Chain of thought is computation
Framework to understand "thinking" in LLMs, from Dale Schuurmans's keynote at Reinforcement Learning Conference.
Assume there is a giant directed graph and we were to find the shortest path between node A to node B. If we try to write down the first edge of the optimal path, that would be the hardest edge to choose. We need to know what is the optimal path from second node to node B to choose the first node optimally. Classic dynamic programming. In other words, we must have done most of the computation even before identifying the first edge of the optimal path. This computation scales linearly with the problem size, linear-time computation.
Analogically, if an LLM tries to generate the final answer in one shot, it would have to somehow compress a multi-step computation into a single fixed-depth forward pass (when generating the first token). But if LLMs were to generate a variable size chain of thought before generating an answer, linear-time computation is possible. Chain of thought is computation.
Dale Schuurman (U. Alberta & Google DeepMind, in his keynote at Reinforcement Learning Conference, offered a perspective to understand LLMs as compute engines. Specifically, it explains why chain-of-thought is necessary for reasoning and how it can be treated as computation. This perspective answers core questions like “Can LLMs reason?” and offers a framework for understanding pre-training and post-training in LLMs. It also highlights the inherent limits of learning a formal program from finite data and raises questions about out-of-distribution generalization. The following depicts a characterization of the framework:
Linear-time ≠ one-shot
We cannot distill linear-time reasoning into constant-time architectures. As seen above, shortest paths need dynamic programming type of computation and we can’t compress this inherently iterative computation into a single constant-depth forward pass. In a similar case of linear-time computation problem, propositional logic (shown in the below figure), training with CoT that follow back substiution improved the performance considerably above random.
As Dale says, training input-output pairs (without COT) to produce the answer “in one pass” was doomed:
“This cannot work. It’s an impossibility… It’s not a statistical problem. It’s a computer science problem. […] If you want to solve linear-time problems, give the model a budget to express linear-time computations.”
There is an alternative, as seen in NeurIPS 2025 papers, to token-by-token CoT: continuous, latent-space thinking. Instead of reasoning tokens, the model allocates computation inside its vectors.

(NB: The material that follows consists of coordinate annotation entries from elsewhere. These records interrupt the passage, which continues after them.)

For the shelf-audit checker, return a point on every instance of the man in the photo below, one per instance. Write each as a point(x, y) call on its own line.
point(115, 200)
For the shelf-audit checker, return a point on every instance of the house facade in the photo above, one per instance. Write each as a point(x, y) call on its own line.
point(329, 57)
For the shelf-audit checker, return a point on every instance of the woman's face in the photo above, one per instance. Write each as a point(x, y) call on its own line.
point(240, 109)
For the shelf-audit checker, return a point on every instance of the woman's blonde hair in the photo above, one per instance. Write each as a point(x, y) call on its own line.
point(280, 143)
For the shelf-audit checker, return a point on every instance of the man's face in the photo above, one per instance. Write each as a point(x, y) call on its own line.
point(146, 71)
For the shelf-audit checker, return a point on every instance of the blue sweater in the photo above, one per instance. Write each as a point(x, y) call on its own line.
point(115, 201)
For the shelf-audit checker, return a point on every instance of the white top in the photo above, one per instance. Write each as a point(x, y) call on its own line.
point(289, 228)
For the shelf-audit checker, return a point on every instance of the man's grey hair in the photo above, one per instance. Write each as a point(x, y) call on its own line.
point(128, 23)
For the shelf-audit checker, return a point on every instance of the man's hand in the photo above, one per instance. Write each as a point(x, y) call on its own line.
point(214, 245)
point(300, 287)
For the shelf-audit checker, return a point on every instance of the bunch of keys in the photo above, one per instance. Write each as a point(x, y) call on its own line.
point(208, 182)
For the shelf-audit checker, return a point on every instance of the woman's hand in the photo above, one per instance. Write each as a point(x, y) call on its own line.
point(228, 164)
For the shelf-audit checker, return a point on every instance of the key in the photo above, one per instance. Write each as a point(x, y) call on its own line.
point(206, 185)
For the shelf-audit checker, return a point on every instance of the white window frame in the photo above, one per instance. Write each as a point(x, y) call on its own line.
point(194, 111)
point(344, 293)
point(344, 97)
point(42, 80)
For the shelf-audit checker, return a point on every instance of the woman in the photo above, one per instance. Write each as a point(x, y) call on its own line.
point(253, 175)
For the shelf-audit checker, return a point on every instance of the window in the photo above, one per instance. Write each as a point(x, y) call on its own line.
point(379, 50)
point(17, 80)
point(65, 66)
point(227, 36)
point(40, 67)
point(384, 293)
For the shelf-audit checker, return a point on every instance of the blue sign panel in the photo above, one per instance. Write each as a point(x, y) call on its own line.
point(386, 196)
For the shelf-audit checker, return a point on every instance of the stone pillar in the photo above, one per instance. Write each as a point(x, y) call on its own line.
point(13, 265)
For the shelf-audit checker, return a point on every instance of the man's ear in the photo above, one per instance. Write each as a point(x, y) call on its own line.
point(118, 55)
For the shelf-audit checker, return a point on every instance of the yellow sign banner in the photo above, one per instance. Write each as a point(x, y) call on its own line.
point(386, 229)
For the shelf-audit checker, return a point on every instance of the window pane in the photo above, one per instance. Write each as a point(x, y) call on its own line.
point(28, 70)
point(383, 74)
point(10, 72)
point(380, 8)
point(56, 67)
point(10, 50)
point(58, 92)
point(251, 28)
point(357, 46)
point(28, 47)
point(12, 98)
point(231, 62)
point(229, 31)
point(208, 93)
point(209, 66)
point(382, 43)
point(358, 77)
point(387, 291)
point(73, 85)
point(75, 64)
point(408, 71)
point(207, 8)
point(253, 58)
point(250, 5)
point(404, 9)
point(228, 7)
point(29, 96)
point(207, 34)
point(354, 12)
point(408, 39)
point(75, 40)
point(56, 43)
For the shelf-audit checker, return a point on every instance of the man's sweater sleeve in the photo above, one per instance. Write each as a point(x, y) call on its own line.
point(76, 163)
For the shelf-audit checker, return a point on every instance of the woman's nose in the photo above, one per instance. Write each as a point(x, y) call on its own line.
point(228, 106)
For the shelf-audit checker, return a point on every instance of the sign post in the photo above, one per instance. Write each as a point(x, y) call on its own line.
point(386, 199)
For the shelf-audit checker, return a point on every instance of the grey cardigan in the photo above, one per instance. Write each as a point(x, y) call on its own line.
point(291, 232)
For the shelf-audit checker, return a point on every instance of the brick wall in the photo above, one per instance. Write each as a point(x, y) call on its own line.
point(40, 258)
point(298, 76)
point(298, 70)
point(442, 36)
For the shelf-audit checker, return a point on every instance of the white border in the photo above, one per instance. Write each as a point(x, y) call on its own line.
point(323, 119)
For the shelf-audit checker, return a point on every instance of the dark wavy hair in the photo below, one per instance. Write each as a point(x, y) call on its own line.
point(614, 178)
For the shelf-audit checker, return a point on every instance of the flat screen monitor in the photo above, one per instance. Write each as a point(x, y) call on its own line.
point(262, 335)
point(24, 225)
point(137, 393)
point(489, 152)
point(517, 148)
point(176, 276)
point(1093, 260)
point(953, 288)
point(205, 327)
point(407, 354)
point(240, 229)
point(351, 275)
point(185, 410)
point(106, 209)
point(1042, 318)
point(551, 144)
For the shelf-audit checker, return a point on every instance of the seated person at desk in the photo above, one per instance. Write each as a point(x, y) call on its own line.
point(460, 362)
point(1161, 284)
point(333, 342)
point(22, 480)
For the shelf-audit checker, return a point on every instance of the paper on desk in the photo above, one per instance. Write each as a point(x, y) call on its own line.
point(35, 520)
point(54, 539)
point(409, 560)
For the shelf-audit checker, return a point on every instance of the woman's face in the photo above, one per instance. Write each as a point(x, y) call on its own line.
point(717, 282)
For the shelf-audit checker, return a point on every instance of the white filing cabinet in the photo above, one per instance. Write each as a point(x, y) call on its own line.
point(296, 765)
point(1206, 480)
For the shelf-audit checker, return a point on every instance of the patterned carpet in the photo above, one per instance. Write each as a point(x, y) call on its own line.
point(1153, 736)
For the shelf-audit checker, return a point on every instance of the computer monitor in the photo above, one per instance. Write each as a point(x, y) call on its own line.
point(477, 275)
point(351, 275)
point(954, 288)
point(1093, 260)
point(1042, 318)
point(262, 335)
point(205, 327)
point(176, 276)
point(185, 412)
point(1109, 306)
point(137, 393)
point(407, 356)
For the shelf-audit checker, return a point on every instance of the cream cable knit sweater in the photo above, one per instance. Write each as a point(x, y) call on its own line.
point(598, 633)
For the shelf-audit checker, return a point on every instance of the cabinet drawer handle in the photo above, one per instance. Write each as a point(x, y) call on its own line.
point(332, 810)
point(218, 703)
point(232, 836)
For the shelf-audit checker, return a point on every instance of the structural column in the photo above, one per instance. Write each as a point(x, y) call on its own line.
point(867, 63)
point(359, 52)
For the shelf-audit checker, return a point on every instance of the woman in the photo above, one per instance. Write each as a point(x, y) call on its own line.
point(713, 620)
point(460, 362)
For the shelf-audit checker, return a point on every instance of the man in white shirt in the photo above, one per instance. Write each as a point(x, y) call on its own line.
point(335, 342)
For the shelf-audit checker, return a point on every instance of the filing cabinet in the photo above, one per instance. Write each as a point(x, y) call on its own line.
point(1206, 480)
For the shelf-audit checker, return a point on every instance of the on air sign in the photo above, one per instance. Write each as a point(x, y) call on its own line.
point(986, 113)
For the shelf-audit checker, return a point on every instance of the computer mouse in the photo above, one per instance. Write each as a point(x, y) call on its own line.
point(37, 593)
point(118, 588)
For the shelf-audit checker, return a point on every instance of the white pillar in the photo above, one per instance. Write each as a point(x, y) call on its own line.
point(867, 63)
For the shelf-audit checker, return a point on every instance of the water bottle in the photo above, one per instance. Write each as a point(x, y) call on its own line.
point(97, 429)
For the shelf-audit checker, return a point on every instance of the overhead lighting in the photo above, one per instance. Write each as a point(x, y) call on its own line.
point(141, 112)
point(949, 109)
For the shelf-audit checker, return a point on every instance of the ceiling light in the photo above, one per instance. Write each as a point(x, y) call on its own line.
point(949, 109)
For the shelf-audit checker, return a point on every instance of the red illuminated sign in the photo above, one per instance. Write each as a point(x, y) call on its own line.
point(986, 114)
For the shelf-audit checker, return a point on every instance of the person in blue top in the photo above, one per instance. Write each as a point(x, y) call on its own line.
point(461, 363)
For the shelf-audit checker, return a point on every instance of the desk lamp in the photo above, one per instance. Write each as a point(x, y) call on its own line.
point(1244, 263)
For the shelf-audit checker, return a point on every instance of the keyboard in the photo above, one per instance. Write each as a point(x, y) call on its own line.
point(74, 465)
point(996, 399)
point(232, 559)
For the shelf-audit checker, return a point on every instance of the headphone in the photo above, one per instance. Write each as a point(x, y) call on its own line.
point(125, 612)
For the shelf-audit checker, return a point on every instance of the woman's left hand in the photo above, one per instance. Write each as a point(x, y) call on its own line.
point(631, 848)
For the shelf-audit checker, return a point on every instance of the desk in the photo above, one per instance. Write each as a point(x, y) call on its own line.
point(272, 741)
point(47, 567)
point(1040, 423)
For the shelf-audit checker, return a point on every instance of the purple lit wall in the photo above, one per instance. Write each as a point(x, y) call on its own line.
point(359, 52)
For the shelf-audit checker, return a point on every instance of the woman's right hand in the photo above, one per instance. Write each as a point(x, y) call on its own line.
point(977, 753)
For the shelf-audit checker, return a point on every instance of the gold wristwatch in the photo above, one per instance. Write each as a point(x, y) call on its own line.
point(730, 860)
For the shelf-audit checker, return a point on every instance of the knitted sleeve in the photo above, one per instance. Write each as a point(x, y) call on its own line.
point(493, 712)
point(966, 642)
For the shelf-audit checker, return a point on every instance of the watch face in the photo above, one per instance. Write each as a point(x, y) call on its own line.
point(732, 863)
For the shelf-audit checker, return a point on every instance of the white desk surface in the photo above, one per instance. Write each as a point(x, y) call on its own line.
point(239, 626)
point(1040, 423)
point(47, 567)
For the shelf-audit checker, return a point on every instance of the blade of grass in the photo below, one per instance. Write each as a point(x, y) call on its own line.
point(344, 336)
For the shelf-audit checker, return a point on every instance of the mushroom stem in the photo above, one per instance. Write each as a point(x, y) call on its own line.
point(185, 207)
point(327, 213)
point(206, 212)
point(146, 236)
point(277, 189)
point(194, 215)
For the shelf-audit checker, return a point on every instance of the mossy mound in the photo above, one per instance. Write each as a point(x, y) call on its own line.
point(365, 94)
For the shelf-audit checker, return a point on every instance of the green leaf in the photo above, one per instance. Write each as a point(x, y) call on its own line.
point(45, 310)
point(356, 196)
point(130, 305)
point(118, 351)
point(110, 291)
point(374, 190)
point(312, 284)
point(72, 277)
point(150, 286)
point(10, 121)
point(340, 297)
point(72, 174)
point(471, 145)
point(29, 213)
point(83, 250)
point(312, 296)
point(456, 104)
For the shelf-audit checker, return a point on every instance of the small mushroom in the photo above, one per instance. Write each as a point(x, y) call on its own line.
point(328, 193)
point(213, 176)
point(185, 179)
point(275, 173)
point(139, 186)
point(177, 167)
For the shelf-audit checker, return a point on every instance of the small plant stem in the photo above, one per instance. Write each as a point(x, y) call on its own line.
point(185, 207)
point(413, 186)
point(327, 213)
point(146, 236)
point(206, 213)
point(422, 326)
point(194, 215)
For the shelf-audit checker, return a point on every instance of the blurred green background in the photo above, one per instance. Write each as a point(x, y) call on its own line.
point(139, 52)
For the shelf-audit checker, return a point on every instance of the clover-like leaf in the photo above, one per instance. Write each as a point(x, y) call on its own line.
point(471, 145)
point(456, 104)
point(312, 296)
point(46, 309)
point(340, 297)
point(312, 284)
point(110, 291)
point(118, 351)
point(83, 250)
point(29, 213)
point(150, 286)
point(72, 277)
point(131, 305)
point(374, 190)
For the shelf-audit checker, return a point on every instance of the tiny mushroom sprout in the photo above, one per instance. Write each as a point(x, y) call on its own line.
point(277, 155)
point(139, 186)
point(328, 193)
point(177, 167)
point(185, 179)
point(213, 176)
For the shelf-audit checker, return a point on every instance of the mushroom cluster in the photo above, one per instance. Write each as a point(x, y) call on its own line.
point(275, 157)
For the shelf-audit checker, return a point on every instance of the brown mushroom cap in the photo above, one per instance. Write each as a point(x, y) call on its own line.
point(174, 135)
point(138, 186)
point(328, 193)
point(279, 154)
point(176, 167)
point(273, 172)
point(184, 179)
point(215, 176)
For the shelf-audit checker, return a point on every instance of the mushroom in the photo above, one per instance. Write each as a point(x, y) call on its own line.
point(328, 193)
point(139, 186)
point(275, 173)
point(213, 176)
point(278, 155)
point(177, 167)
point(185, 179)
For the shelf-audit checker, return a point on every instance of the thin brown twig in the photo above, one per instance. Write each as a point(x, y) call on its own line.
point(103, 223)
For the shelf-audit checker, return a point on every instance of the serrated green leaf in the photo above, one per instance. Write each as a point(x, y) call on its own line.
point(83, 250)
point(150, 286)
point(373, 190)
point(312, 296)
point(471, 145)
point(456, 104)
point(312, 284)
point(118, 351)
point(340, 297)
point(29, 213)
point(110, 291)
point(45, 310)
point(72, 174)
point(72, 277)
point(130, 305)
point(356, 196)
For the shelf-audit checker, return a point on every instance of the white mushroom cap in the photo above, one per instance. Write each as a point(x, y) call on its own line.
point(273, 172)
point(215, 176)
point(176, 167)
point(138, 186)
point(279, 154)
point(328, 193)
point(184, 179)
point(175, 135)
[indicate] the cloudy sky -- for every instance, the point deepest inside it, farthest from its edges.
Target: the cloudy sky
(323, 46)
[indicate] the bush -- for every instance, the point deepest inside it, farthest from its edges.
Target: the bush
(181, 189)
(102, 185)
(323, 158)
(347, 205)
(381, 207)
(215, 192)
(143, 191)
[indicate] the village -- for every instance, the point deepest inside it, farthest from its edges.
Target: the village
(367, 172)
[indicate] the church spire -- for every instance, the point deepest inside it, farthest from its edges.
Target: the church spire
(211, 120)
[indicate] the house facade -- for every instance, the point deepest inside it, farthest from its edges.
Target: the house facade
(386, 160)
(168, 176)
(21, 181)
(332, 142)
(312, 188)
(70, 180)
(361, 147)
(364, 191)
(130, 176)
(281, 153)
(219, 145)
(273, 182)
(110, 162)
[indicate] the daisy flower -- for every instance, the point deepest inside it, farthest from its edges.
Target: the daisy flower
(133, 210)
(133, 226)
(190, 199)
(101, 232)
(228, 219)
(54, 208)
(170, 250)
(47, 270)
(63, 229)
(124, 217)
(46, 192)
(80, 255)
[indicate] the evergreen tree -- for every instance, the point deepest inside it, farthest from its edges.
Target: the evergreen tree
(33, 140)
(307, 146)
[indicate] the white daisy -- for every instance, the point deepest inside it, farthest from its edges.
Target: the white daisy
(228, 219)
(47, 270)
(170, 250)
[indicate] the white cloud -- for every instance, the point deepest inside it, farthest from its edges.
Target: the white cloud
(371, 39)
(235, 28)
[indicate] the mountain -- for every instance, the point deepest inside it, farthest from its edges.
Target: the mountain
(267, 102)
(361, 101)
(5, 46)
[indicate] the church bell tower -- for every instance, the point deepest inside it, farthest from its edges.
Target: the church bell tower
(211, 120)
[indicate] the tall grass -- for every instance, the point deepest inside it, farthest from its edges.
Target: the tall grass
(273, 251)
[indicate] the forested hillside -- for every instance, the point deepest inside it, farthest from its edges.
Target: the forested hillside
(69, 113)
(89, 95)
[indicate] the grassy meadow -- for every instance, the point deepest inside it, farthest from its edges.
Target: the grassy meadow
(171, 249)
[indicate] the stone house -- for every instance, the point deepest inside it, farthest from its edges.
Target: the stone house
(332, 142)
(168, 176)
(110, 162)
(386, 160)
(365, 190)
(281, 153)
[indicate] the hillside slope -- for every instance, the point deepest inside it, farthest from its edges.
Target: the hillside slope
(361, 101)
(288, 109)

Reasoning by Superposition: A Theoretical Perspective on Chain of Continuous Thought argues that continuous CoT can encode multiple search frontiers in superposition, enabling something like parallel BFS with fewer explicit steps than discrete CoT. This doesn’t make compute vanish, it changes where the compute lives (in vectors rather than many printed tokens) and shows how a small number of “thinking updates” can still represent multi-path exploration.
Scaling up Test-Time Compute with Latent Reasoning proposes iterating a recurrent block at test time, no special CoT data, so the model scales depth as needed (adaptive, budgeted compute) without spitting out long text traces.
Read together, these results pressure-test token CoT by showing that compute doesn’t disappear, it moves: from explicit text to a handful of latent updates. They don’t refute “linear-time ≠ one-shot”; they offer tighter allocation and compression of the required iterative compute.
Pre-training and post-training
If the internet is a giant directed graph, pre-training learns the edges (token-transition statistics). Post-training learns how to traverse the graph for a goal. Schuurmans’s metaphor is crisp: “Pre-training is learning the graph… Post-training is about turning that into a policy that finds paths.” This elicits reasoning which executes the policy learned. Talking about the performance of reasoning models for logical reasoning tasks, this paper says:
“Unlike other LLMs (GPT-4o & DeepSeek V3), R1 shows signs of having learned the underlying reasoning“
Out-of-distribution generalization & Correctness
Even though an LLM is universal in principle, program induction from finite data guarantees there will be inputs just outside what the learned program covers. Schuurmans makes the broader point that machine learning promises are mostly in-distribution, while program execution aims for all instances. If you ignore the difference, you misdiagnose computational failures as “OOD coverage problems.”
Also, how can we characterise CoTs with self-verification & backtracking? Are they verifying the program and choosing a different program to run? Isn’t the case program correctness is undecidable?
There are many interesting questions with this framework of treating LLM as a computer. In Dale Schuurmans’s words:
“machine learning is awesome… but computer science matters… If you ignore those laws, I predict disappointment.”